St. Cloud Hill offers a spectacular view of beautiful Nashville, but I can’t help but wonder, if Jesus stood on St. Cloud Hill would He see beyond the classical and contemporary architecture and weep for the lost souls walking Nashville’s bustling streets?
I believe He would. I believe He does.
But Nashville is not the only city I believe Jesus weeps for. I believe He weeps for Memphis, and Knoxville, and Chattanooga, and Atlanta, and Chicago, and St. Louis, and New York, and every other city of 100,000 or more people where 83 percent of North America’s population now lives.
Think about Jesus coming over the Mount of Olives, located just across a ravine from the walled city of Jerusalem. We read in Luke 29 that people came out to sing His praises as He approached the city for the last time. He looked up and saw the prized city of His Father and knew the worship would soon turn to rejection, scorn, and crucifixion. He wept, not because of His impending death on the cross, but for the people missing their opportunity for salvation because of their rejection of Him as their Savior.
It begs the question: Do we look over our cities — regardless of size — and weep for lost souls knowing they are missing their opportunity for salvation because they don’t know Jesus as Savior? We should not only weep, but we should do something.
As Southern Baptists, we have the North American Mission Board (NAMB) helping us as a denomination focus on the strategic need to take the gospel to America’s population centers. It’s where we must go if we consider ourselves an evangelistic people.
Let’s face it, the number of people in America identifying themselves as Christians is in a free-fall decline.
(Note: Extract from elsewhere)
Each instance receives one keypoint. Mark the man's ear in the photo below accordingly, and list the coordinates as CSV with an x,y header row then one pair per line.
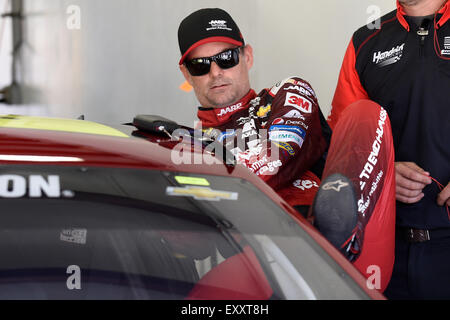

Within the Southern Baptist Convention alone, we’ve lost significant ground in the church-to-population ratio since 1900. Then it was one church for every 3,800 people. Now it’s one for every 6,200 people. We are not keeping up with population growth and Southern Baptists lose about 1,000 churches each year, many of which simply close their doors and die. This reality shatters the illusion that we have too many churches already. Fact is we need more — lots more.
NAMB has set a goal of 15,000 new churches planted from 2012 to 2022 and of course that means church-planting missionaries to lead them. Many pastors will need to be bivocational or self-funded because NAMB can’t fund that many, but the Annie Armstrong Easter Offering is used directly to pay these missionaries and help fund their ministries.
NAMB’s president, Kevin Ezell, explains that NAMB’s focus is on cities with 100,000 or more. Kevin and I both left the pastorate around the same time to assume our current responsibilities. I think highly of Kevin’s leadership and friendship. He has brought focus to our North American church-planting effort. NAMB’s focus may be large cities, but it simultaneously continues strong support of church planting well beyond the cities (such as in rural areas like Appalachia), investing $41 million across America last year alone. Most of that went to church planting. Rest assured, NAMB is putting your offering to kingdom-building use.
I’d encourage you to personally give to the Annie Armstrong Easter Offering and I’d also encourage your church to designate ongoing giving to the Cooperative Program, which also supports evangelism and church planting in Tennessee and beyond. Both enable each of us to individually and collectively maximize our financial investment in advancing the light of the gospel into America’s darkest spiritual places.
Yes, let’s weep for the spiritually lost in our cities and beyond … and then let’s get to work doing something about it.